I tried that. I'm hoping it will fixed it. But,if not I will need to open up the auger case and replace the gasket. That;s why I want to know how to remove the auger and change the gasket. The torque value for the bolts are not that high (120 inch-lbs).


----------



## RIT333 (Feb 6, 2014)

Did you download the suggested manuals from Toro's website ? They will probably answer some of your questions. Pulling off the auger from the shaft may take an acetylene torch with a rosebud tip, and/or a week of soaking with PB blaster. It looks easy, but often involves the use of many choice words. Trust me, been there, done it. Not fun.


----------



## barney (Nov 21, 2017)

cyborg said:


> I tried that. I'm hoping it will fixed it. But,if not I will need to open up the auger case and replace the gasket. That;s why I want to know how to remove the auger and change the gasket. The torque value for the bolts are not that high (120 inch-lbs).

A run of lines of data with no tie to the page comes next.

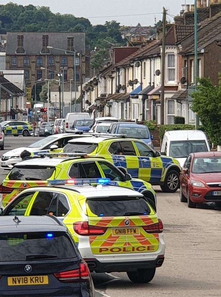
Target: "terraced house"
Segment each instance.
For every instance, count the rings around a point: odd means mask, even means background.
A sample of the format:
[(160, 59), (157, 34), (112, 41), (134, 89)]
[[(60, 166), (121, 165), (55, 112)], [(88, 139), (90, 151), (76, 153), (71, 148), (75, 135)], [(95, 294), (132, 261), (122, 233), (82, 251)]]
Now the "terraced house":
[[(216, 83), (221, 71), (218, 61), (221, 2), (211, 1), (207, 5), (199, 0), (197, 5), (198, 76), (209, 76)], [(195, 122), (190, 96), (195, 85), (193, 8), (187, 5), (175, 17), (174, 23), (167, 26), (163, 98), (165, 124), (173, 123), (178, 115), (183, 116), (187, 123)], [(127, 52), (127, 48), (113, 49), (112, 62), (83, 86), (83, 106), (92, 117), (112, 116), (160, 123), (162, 36), (158, 28), (156, 40), (147, 41), (134, 48), (132, 52)], [(130, 54), (124, 58), (118, 55), (123, 52)]]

There's a step by step video on youtube shot by a toro owner who decided to take apart his augur assembly to grease the shafts...that should show you the whole process. You'll have to search for it. Hopefully when you tightened the clamshell bolts that did the job. If not, I would opt for the heavier grease option unless someone suggests otherwise for particular reasons.


----------



## cyborg (Jan 6, 2015)

Yeah, I saw one of those videos and I also talk to one of mechanic for a Toro dealer. He told me what is required to do the work. I end up getting him to fixed the problem. The repair job involved also replacing both seals where the auger shaft enters the auger case housing. So, if I do the job myself, I will waste a lot of time running to the dealer to get additional parts. So, all is good. Any way, thanks to everyone responding to my problem.


----------